In a general way, incomplete instance treatment methods can be divided into two types: discarding and imputation methods. Discarding incomplete instances is a very simple and convenient technique, but it is inefficient especially for the cardinality of incomplete instances is high.
Imputation strategy, in many scenarios, has an attractive property of solving incomplete instance classification [7–15]. For example, in mean imputation (MI) [7], the missing values can be substituted by the average values of the complete features in the same dimension. However, the main limitation of MI is that replacing missing values with the average values may be imprecise, which causes a distorted estimate of the distribution function. K-nearest neighbor imputation (KNNI) [8, 9] is arguably the most popular method for solving missing values largely due to its ease of use and effectiveness, which uses K-nearest neighbors (KNNs) of instances to estimate missing values. Fuzzy c-means imputation (FCMI) [10], as an imputation method based on machine learning, exploits the clustering centers generated by iteration and the distance between the centers and the instance to impute the missing values. In [11], an interesting estimation method, called support vector regression imputation (SVRI), is proposed to estimate the missing values by minimizing the observed training error. In [12], an imputation method based on self-organizing mapping (SOM) is presented and successfully applied to the prediction of physicochemical parameters of water patterns. Recently, a new method, called linear local approximation (LLA) [13], uses the optimal weights of KNNs obtained by local linear reconstruction to estimate the missing values. In extreme learning machine imputation (ELMI) [14], the missing value is filled by the output of ELM network, which can also handle the problem of missing values. Although the above imputation methods are effective in solving the problem of classifying incomplete patterns in some way, they are all single imputation strategies. In some specific scenarios, however, estimating only one value is unreliable and does not take into account the uncertain caused by missing values. Interestingly, some recent research works have been dedicated to multiple imputation of missing values [16–18]. Multiple imputation is generally better than single imputation, whereas multiple imputation is often more computationally expensive because it takes time to estimate a set of values for each missing value.

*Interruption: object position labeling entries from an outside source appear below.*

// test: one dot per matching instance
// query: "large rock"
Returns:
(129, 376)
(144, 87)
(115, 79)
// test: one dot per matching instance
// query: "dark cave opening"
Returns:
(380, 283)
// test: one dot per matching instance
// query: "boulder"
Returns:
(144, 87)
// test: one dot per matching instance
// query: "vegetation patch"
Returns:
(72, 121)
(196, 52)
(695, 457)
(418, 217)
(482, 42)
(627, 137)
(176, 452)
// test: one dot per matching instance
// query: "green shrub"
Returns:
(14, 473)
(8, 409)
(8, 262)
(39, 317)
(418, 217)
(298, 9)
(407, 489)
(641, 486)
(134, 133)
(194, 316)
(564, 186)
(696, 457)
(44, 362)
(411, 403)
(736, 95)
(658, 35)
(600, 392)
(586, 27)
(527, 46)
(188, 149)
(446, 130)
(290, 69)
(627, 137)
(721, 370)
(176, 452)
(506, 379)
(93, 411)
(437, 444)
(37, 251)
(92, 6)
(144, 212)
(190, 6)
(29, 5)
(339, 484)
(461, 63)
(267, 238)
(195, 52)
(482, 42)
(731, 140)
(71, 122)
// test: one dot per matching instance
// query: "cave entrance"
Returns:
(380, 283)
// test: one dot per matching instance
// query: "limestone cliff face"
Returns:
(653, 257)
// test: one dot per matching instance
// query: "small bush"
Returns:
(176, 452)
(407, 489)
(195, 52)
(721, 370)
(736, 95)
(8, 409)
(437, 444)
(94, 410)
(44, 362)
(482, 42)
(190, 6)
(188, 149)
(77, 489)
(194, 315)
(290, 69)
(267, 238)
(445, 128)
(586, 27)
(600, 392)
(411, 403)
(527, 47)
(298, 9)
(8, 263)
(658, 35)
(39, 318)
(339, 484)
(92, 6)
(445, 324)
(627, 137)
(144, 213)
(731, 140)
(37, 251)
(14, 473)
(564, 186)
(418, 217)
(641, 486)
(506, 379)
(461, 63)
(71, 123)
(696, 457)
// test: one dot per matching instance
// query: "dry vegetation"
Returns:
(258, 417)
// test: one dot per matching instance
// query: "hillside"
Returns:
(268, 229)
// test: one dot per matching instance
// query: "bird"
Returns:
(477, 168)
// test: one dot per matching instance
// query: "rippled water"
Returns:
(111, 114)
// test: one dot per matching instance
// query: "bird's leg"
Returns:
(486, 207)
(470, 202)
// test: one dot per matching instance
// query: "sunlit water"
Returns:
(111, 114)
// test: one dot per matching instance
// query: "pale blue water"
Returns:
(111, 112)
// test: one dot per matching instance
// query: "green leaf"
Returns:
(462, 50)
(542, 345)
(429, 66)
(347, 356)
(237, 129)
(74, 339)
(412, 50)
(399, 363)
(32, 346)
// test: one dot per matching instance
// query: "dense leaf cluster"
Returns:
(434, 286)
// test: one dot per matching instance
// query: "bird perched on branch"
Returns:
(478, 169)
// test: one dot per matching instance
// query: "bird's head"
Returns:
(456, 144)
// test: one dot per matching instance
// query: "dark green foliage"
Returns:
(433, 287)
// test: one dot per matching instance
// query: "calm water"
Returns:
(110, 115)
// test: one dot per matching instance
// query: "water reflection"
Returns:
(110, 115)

To address these challenges, in this paper, we propose a new adaptive imputation method for incomplete instance evidential classification, which will minimize the negative impact of imputation strategy and adopt a more cautious strategy to rationally characterize the uncertainty and imprecision caused by imputation strategy thanks to the evidence theory.

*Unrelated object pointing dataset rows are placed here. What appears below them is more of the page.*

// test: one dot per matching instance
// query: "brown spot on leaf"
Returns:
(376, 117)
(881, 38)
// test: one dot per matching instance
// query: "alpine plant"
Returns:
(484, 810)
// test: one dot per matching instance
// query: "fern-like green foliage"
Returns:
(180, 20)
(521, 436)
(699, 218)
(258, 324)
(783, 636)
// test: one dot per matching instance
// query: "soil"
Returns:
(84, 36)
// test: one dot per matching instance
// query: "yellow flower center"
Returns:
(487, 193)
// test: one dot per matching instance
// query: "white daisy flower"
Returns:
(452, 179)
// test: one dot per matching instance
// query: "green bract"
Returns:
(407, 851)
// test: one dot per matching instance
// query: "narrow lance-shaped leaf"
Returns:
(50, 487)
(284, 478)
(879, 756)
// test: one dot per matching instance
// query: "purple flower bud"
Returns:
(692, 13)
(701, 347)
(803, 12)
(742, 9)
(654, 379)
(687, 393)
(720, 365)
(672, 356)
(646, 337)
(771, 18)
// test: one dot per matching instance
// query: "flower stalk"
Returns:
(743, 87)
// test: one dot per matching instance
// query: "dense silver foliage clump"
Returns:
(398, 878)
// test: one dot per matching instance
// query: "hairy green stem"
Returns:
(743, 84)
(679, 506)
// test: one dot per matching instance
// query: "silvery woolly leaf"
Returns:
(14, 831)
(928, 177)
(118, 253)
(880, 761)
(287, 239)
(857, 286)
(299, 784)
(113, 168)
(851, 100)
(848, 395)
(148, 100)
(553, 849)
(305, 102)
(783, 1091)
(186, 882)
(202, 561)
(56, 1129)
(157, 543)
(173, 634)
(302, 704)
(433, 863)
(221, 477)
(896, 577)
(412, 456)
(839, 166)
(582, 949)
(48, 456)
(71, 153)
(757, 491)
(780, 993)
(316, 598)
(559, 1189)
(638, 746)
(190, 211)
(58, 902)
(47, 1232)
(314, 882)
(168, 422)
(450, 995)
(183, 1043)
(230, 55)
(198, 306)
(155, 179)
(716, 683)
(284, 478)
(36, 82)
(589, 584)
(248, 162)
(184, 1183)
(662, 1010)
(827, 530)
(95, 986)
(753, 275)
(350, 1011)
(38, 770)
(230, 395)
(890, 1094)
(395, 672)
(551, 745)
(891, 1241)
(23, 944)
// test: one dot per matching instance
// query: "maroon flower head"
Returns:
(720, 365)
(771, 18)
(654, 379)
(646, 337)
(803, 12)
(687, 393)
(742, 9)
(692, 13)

Evidence theory [19] has gained widespread attention as a powerful tool for modeling uncertain information, which has been successfully applied to data classification [20–23], data clustering [24–27], fault diagnosis [28, 29] and information fusion [30–32]. In evidence theory, the instance may belong to multiple classes with different degrees of belief, called meta-classes, which can well represent the imprecision of classification for uncertain instance. On the basis of evidence theory, some classification of missing data methods have been developed [22, 23]. For example, a new incomplete pattern belief classification (PBC) [22] method, where the incomplete pattern is directly submitted into a singleton class or estimated by KNNs, and then, a possibility distance method to partition the uncertain incomplete pattern under the framework of evidence theory. More recently, a new transfer classification of missing data method, named credal transfer learning (CTL) is proposed in [23] to model the uncertainty of estimations for missing values with multi-mapping and the imprecision of classification results. Whereas these methods use K-nearest neighbor to estimate missing values, but their performance will be affected in the case of fewer training set. The nearest centroid neighbor (NCN) [33] is an alternative and effective method that can replace the nearest neighbor method, and its performance is better than KNN.

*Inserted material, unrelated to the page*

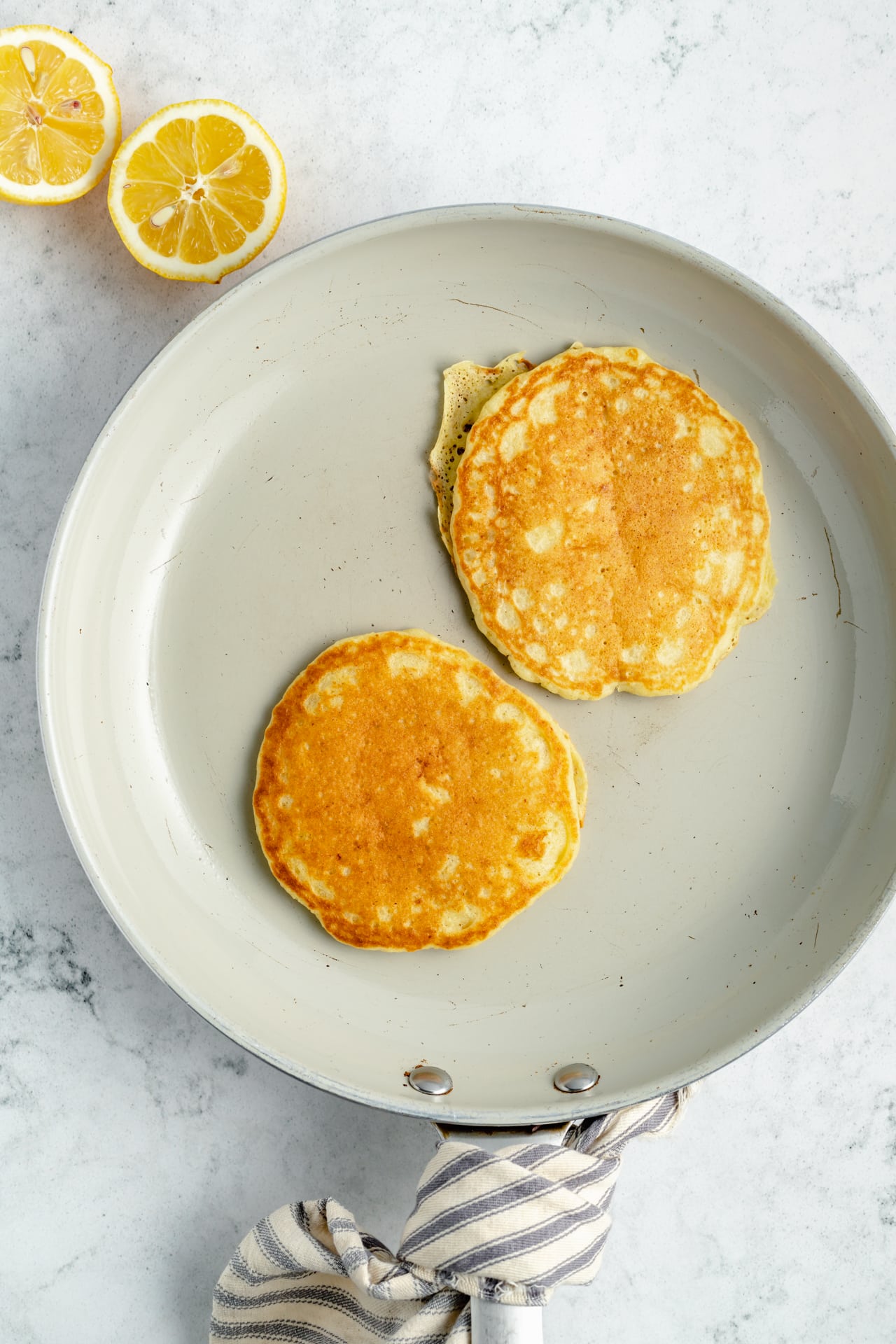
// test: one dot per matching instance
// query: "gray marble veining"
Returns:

Based on the above discussions, we attempt to apply K-nearest centroid neighbor into the estimation of missing data and characterize the uncertainty caused by missing values in the framework of evidence theory. Specifically, we first propose K-nearest centroid neighbor imputation (KNCNI) to adaptively fill the instance with missing values, which not only considers the proximity of KNNs, but also considers their geometric distributions. For a query (incomplete) instance, a more rigorous imputation strategy based on Shannon entropy [34] and K-nearest centroid neighbors (KNCNs) to estimate the missing value adaptively, which both consider the weights of different features and the similarity between instances as a whole. After that, we select a standard classifier (such as SVM [35], K-NN [36], EK-NN [37]) that handles the complete instances and use the labeled instances in the training set to classify the each instance with estimation. Finally, different discount (weighting) factors of multiple classification results can be obtained depending on the distance between corresponding KNNs and the query instance, and then a adaptive fusion method is designed to obtain the final decision. By doing this, the instance that is difficult to be correctly classified into a specific class will be automatically submitted to the reasonable meta-class, which can effectively reduce the error rate and reveal the imprecision of classification.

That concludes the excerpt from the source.